Turkey and dressing and pumpkin pie and sweet potatoes with marshmallows are a fuzzier memory, lost somewhere among the 52 Sundays.
I remember a few dinners that were at our house. Where Dad would get out the leaves for the dining room table and Mom would get out the tablecloth and the better dishes and make jello salads and scalloped potatoes. There were a few dinners at Aunt Ruthie's too, where the big table was in the kitchen and frog legs were occasionally fried and ice tea always served. The two daughters giving their mom a break from the Sunday cooking, even though she still brought rolls and noodles. And Aunt Alta still arrived with dessert.
These were the times when the children's tables came out. Set in another room among protests from the four or five youngest cousins who had to sit there. Where plates were filled from dishes passed around in an orderly fashion and napkins were set out.

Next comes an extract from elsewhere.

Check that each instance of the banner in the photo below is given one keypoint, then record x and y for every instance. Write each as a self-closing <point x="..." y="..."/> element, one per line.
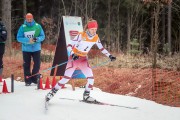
<point x="70" y="27"/>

I vaguely remember my youngest cousin winning a turkey in some sort of contest one year. Although I also remember him winning a pig. It could have been either one. Or both. Different years probably. Different dinners almost certainly.
I don't remember which of these dinners were Thanksgiving. I remember my grandmother saying grace at every one and feeling secure and comfortable in this familiar circle of family.
And full. I remember always being full at these family dinners. Of chicken and noodles and blessings.